The Cost of Suffering Love
It is not clear whether Hosea married a whore to demonstrate his love for her and Yahweh’s unfailing love for Israel or whether he married a respectable woman who became a whore and to whom Hosea remained faithful to demonstrate Yahweh’s faithfulness to israel. Nor is it clear whether it was his experience with Gomer that led him to insights about Yahweh or vice versa. But does it matter? The two incidents were contemporaneous. Perhaps not even Hosea could have answered the question. Perhaps he never even asked it. What is clear is that both were out of character for the people of his day. So how did it come about?

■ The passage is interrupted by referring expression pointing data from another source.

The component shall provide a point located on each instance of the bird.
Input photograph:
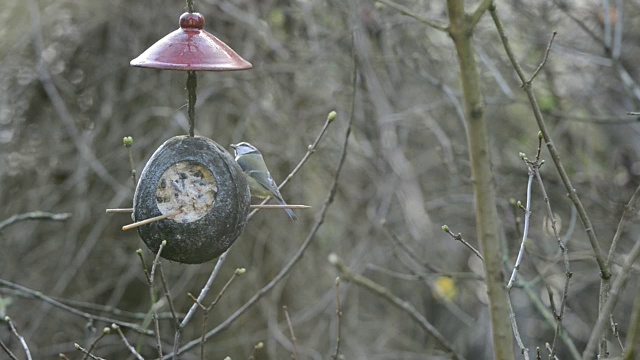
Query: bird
(261, 183)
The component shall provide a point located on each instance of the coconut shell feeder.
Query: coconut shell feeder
(191, 192)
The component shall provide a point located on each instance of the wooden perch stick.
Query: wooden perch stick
(130, 210)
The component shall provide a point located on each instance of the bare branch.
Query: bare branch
(399, 303)
(408, 12)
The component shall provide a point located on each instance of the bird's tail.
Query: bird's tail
(291, 214)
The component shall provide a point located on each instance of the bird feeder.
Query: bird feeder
(191, 192)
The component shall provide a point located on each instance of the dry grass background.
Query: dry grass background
(302, 57)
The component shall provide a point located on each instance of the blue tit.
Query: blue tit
(255, 169)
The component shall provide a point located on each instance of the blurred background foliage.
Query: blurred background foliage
(65, 154)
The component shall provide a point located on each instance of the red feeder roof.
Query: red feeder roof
(191, 48)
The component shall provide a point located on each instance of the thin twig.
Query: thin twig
(616, 333)
(408, 12)
(476, 14)
(38, 295)
(459, 237)
(527, 221)
(34, 215)
(629, 210)
(294, 341)
(192, 310)
(167, 294)
(547, 315)
(562, 247)
(336, 353)
(104, 333)
(605, 272)
(87, 353)
(154, 310)
(401, 304)
(633, 334)
(298, 255)
(207, 309)
(128, 142)
(132, 350)
(514, 325)
(256, 347)
(21, 339)
(544, 59)
(609, 305)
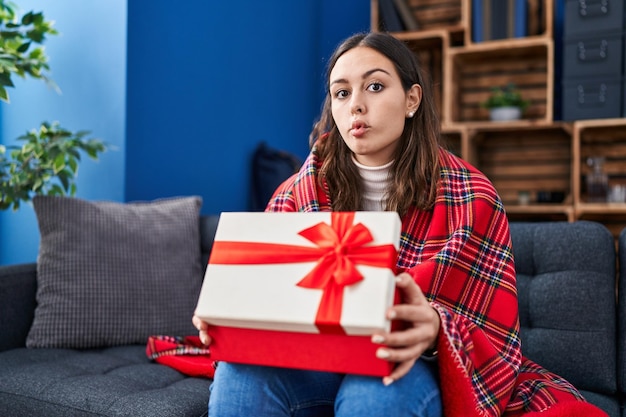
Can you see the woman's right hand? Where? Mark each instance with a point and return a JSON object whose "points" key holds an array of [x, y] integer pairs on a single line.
{"points": [[203, 330]]}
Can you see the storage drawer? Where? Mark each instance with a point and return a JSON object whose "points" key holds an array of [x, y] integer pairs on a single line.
{"points": [[592, 98], [593, 55], [588, 16]]}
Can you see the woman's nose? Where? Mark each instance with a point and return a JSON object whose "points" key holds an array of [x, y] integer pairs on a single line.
{"points": [[357, 106]]}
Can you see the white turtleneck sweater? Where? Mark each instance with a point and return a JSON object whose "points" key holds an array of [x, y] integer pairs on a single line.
{"points": [[375, 183]]}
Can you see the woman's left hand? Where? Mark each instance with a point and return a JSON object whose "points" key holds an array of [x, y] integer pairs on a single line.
{"points": [[421, 333]]}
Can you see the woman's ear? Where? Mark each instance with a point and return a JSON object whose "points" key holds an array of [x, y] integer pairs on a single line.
{"points": [[413, 98]]}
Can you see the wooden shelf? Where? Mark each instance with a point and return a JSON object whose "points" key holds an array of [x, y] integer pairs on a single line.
{"points": [[536, 156], [470, 73]]}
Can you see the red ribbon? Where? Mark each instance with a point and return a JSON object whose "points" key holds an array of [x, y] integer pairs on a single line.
{"points": [[340, 247]]}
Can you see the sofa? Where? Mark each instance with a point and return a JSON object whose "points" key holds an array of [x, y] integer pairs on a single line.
{"points": [[571, 322]]}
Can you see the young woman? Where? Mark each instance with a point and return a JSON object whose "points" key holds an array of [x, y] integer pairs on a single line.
{"points": [[376, 147]]}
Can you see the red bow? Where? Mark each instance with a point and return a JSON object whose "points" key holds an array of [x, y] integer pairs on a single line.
{"points": [[340, 247]]}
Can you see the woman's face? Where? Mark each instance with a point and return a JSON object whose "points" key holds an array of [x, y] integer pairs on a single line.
{"points": [[369, 105]]}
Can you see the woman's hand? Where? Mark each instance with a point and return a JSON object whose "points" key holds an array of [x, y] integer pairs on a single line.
{"points": [[407, 345], [203, 328]]}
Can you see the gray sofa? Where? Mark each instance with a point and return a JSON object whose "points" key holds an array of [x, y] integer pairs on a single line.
{"points": [[571, 323]]}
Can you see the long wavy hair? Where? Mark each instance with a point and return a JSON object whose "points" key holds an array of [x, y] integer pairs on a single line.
{"points": [[415, 170]]}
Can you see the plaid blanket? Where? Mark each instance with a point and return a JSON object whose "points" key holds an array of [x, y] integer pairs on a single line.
{"points": [[460, 255]]}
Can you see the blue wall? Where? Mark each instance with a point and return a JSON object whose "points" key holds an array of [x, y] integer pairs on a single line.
{"points": [[208, 82], [88, 62], [184, 92]]}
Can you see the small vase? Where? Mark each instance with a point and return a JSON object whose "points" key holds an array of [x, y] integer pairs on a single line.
{"points": [[502, 114]]}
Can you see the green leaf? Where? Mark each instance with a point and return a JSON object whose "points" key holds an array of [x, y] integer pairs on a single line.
{"points": [[27, 19], [5, 79], [59, 163], [4, 95], [23, 47]]}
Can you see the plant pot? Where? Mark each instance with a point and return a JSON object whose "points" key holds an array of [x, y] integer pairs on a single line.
{"points": [[502, 114]]}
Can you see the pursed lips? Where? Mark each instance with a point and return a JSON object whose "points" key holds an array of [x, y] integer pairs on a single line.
{"points": [[358, 128]]}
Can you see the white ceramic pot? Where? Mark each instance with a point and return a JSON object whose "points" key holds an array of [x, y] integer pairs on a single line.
{"points": [[502, 114]]}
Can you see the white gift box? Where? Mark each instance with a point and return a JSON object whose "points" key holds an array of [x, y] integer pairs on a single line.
{"points": [[274, 273]]}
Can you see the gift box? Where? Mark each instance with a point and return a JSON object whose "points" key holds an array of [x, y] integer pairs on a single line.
{"points": [[301, 290]]}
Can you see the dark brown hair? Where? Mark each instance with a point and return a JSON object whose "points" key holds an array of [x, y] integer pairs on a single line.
{"points": [[415, 170]]}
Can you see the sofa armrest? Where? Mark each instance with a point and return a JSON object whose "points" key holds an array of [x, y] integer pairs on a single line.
{"points": [[18, 288]]}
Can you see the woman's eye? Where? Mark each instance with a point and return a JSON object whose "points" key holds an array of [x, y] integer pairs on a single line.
{"points": [[375, 87]]}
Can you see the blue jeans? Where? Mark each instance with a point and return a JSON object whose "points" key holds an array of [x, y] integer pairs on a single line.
{"points": [[247, 390]]}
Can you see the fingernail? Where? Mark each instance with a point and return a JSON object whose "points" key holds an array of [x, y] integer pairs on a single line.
{"points": [[382, 353]]}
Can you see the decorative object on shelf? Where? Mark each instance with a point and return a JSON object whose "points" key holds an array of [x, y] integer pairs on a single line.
{"points": [[505, 103], [597, 181], [47, 163]]}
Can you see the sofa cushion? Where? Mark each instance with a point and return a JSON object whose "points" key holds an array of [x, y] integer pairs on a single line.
{"points": [[114, 381], [566, 286], [112, 273]]}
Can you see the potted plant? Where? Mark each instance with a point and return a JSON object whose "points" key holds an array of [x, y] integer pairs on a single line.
{"points": [[505, 103], [47, 162]]}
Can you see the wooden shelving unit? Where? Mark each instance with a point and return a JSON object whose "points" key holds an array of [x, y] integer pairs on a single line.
{"points": [[536, 158]]}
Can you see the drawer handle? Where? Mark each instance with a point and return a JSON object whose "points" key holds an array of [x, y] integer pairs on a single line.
{"points": [[591, 53], [591, 99], [594, 9]]}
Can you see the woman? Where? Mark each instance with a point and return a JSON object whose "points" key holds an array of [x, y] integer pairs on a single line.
{"points": [[376, 147]]}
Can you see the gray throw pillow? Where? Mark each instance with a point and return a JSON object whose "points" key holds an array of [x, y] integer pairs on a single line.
{"points": [[115, 273]]}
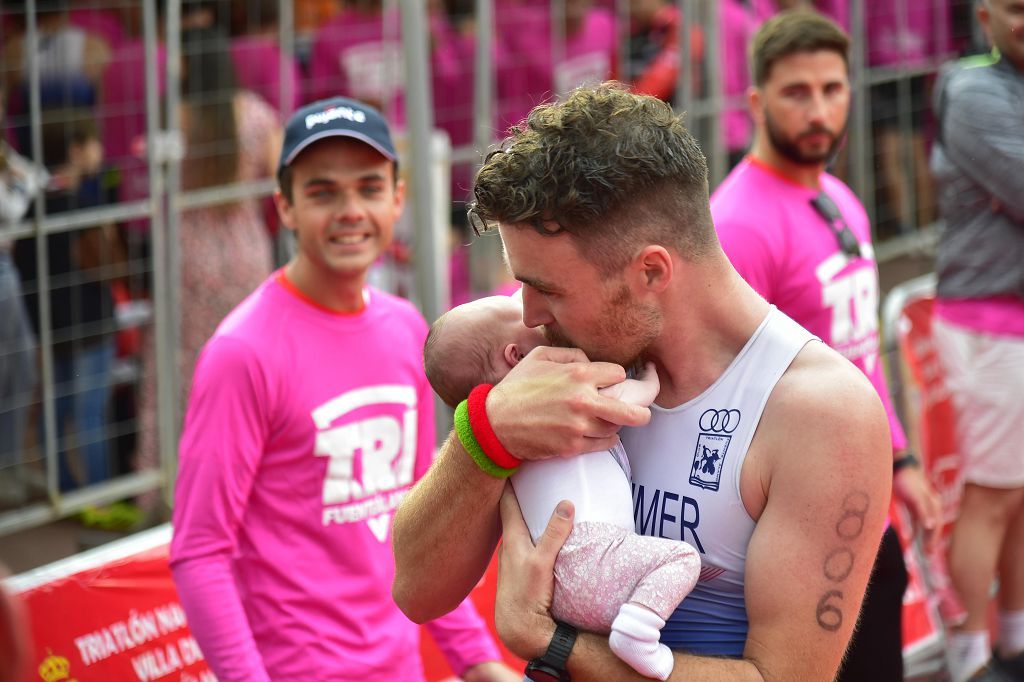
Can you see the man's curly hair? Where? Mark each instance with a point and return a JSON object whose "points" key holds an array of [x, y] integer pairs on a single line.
{"points": [[614, 169]]}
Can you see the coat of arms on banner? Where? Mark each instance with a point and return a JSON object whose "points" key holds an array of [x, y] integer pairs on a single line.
{"points": [[708, 460]]}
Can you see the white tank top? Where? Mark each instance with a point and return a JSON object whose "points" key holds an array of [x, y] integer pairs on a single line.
{"points": [[685, 468]]}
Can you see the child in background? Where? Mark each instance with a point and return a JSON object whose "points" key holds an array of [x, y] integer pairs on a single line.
{"points": [[607, 579]]}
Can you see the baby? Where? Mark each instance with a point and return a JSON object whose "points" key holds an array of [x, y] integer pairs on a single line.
{"points": [[607, 579]]}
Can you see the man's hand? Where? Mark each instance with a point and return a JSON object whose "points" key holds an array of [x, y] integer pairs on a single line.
{"points": [[526, 578], [549, 406], [913, 489], [492, 671]]}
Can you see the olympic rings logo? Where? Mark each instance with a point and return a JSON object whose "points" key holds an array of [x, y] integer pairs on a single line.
{"points": [[720, 421]]}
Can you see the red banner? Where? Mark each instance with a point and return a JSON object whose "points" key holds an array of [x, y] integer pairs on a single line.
{"points": [[113, 614], [116, 619]]}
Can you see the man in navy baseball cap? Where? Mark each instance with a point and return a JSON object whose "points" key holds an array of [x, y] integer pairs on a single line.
{"points": [[294, 423], [335, 117]]}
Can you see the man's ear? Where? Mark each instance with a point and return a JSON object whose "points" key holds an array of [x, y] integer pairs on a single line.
{"points": [[755, 99], [284, 209], [654, 266], [399, 197], [512, 354]]}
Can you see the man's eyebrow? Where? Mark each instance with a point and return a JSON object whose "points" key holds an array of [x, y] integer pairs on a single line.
{"points": [[316, 181], [536, 283]]}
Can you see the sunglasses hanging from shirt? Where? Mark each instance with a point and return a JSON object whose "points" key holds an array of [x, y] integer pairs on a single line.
{"points": [[847, 241]]}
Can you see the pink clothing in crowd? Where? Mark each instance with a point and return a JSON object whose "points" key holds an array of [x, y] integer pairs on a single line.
{"points": [[738, 27], [531, 72], [122, 117], [305, 429], [358, 55], [257, 64], [998, 315], [784, 249], [907, 34]]}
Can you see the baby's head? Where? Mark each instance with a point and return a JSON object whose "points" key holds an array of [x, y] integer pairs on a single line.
{"points": [[476, 343]]}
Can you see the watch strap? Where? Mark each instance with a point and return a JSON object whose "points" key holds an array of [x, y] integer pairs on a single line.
{"points": [[557, 655]]}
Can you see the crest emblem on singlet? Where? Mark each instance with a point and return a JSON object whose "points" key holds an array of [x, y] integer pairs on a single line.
{"points": [[713, 442]]}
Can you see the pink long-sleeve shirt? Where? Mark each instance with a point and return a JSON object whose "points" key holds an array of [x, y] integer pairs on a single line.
{"points": [[304, 430], [786, 252]]}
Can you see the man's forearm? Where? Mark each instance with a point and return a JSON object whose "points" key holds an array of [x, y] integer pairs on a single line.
{"points": [[444, 535]]}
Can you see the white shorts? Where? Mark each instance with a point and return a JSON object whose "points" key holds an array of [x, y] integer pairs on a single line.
{"points": [[985, 376]]}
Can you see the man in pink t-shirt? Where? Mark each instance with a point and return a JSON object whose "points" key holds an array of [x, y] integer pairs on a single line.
{"points": [[309, 420], [802, 240]]}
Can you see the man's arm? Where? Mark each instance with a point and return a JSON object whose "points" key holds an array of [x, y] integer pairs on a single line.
{"points": [[823, 470], [445, 529], [982, 134], [221, 446]]}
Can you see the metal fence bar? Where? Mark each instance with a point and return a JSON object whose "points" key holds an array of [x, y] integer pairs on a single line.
{"points": [[70, 503], [163, 344], [89, 217]]}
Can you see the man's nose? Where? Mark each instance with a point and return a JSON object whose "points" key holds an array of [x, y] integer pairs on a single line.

Possibly, as with Job, as a result of personal experience. It may well be the result of Hosea realising he could no longer square his own feelings of love for Gomer with what he knew everyone expected of him. Was that what led him to understand why Yahweh could never give up Israel? Was that relationship also a deeply loving one like that of father and child or husband and wife? If that were the case then his relationship with Gomer taught him something about God. Here we have theology built on personal experience challenging established practice, and there is a price to be paid — unpopularity, uncertainty, scorn, plus the fact that in the end it may all collapse like a pack of cards and the perpetrator finish up eating humble pie.
Once he has made that discovery, and by the time he has come to terms with his theology (chapter 12) he not only has a new conviction about how he is to treat Gomer but also a new spiritual strength to handle it. Superficially it may not make life any easier, may do little if anything to alleviate the scorn; the unpopularity may never go away and he still lives life on the edge for fear of everything coming unstuck and people shouting, ‘we did warn you’, but at least now he knows why he is behaving as he does and in whose footsteps he is treading.